A: 相続した不動産の取得費は被相続人の購入価格を引き継ぎます。まずは遺品の中から売買契約書や領収書を探し、見つからない場合は登記事項証明書の抵当権設定額や金融機関の融資記録から購入価格を推定できます。
それでも判明しない場合は、市街地価格指数を使った合理的な算出を検討し、最終手段として売却価格の5%を概算取得費とする方法があります。税理士に相談のうえ、最も有利な方法を選択されることをおすすめします。
Q: 概算取得費(売却価格の5%)を使うと税金はどれくらい増えますか?
A: たとえば2,000万円で売却した場合、概算取得費は100万円です。実際の取得費が1,200万円だったとすると、課税対象額に約1,100万円の差が生まれます。
長期譲渡所得の税率約20.315%で計算すると、税額の差は約223万円にもなります。取得費を証明できる書類を可能な限り集めることで、大幅な節税につながります。
Q: 建物の減価償却費はどのように計算しますか?構造による違いはありますか?
A: 非事業用建物の減価償却費は「取得価格 × 0.9 × 償却率 × 経過年数」で計算します。構造により償却率が異なり、木造は0.031、RC造は0.015です。
同じ築25年・取得価格1,500万円でも、木造の減価償却費は約1,046万円、RC造は約506万円と大きな差が出ます。
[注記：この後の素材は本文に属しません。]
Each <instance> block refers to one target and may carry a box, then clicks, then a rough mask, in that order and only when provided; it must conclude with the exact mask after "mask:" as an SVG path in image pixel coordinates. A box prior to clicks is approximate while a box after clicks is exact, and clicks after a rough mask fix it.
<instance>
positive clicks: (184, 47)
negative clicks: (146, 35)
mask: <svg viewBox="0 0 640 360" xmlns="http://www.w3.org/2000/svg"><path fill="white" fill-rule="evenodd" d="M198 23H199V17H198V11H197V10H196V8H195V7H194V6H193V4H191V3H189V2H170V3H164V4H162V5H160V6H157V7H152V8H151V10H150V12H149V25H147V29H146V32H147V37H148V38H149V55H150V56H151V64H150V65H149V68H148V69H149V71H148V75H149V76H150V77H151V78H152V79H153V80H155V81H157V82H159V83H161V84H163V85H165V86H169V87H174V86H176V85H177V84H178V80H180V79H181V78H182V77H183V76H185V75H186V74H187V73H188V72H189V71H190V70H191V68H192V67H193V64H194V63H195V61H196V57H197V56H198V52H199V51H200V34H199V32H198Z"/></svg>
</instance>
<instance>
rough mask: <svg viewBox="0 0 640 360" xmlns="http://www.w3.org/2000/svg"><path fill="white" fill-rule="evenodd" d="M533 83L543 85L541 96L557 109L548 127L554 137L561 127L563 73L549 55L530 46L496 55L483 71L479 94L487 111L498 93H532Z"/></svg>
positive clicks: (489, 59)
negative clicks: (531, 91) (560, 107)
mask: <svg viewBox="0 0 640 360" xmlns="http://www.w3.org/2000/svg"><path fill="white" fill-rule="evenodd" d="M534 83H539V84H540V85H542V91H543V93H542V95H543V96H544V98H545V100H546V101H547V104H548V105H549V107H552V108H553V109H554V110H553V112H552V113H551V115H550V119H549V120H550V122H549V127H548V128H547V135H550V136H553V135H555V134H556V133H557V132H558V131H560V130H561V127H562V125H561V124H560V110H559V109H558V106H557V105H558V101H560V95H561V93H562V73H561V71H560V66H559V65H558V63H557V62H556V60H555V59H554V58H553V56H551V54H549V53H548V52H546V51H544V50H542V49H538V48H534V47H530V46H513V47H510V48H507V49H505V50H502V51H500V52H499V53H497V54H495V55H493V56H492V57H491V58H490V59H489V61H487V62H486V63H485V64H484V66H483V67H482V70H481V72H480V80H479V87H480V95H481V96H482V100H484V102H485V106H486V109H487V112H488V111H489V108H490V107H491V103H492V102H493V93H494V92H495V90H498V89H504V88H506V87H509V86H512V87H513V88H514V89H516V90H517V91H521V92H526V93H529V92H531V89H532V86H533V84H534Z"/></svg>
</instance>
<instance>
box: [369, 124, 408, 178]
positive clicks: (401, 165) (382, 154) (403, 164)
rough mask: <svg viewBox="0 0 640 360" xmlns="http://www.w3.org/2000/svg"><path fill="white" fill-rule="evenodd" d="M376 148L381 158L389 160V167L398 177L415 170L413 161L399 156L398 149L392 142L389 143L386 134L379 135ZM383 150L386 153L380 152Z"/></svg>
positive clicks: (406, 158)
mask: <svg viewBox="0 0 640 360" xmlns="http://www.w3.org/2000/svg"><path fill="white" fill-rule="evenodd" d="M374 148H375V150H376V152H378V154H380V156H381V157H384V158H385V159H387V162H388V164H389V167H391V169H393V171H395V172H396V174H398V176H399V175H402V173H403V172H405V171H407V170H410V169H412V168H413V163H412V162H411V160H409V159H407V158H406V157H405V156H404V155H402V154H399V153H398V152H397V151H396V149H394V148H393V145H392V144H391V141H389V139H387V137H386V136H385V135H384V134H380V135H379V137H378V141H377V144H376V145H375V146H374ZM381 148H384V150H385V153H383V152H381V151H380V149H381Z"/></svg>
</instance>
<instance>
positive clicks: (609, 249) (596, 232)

構造の確認は登記事項証明書で行えます。
Q: 取得時の売買契約書を紛失した場合に取得費を証明できる書類はありますか?
A: 登記事項証明書の抵当権設定額、金融機関の住宅ローン融資記録、購入時の仲介会社の取引台帳、当時の通帳の振込記録、住宅ローン控除の確定申告書控えなどが代替書類として活用できます。
これらの書類を複数組み合わせて取得費の根拠を示すことで、税務署に合理的な取得費として認められる可能性があります。まずは法務局と金融機関への照会から始めてみてください。